The following describes the technical solution of the embodiment of the present invention in detail with reference to fig. 1 to 10. The following embodiments may be combined with each other, and some embodiments may not be repeated for the same or similar concepts or processes.

Fig. 1 is a schematic flow chart of a fine-grained image recognition method provided by the invention. As shown in fig. 1, the method provided in this embodiment includes:

step 101, acquiring a fine-grained image to be identified;

102, identifying the fine-grained image by using an identification model to obtain an identification result;

the parameters of the preset layers of the identification model are preset values, the parameters of other layers of the identification model except the preset layers are obtained based on label-free training, and the number of the preset layers is higher than that of the layers except the preset layers.

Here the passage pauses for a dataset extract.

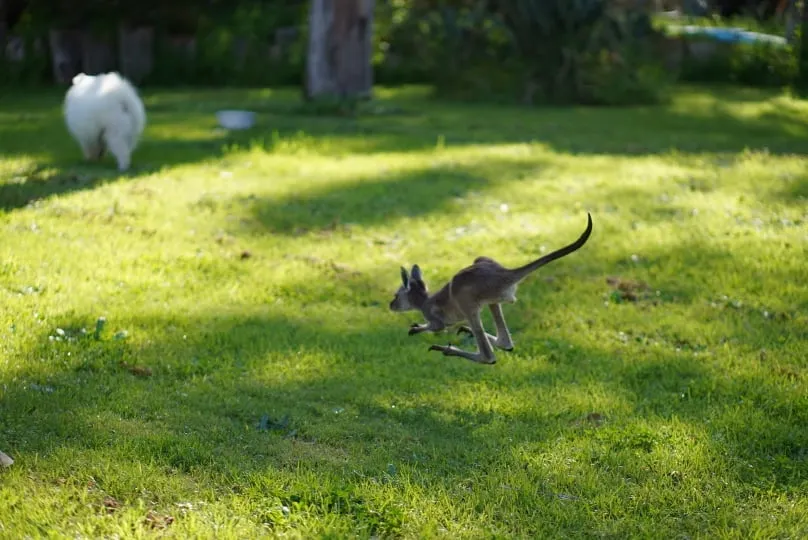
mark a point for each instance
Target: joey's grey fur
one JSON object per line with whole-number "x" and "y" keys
{"x": 484, "y": 283}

Specifically, because the training of the small-scale data set in the deep residual network is easy to be subjected to the condition of over-fitting, in this embodiment, the training is simplified, for example, the highest layer or the next highest layer of the network structure of the recognition model, that is, the preset layer, is removed in the training process, that is, the preset layer in the recognition model is not trained. Experiments prove that the over fitting caused by small data volume can be effectively relieved.

When the model is applied, the parameters of the preset layers of the model are identified as preset values, and the parameters of the other layers of the model except the preset layers are identified as training.

Optionally, the recognition model may perform feature extraction on the input image, and classify and recognize the input image by a classifier.

Optionally, the identification model is a model built based on a residual network structure.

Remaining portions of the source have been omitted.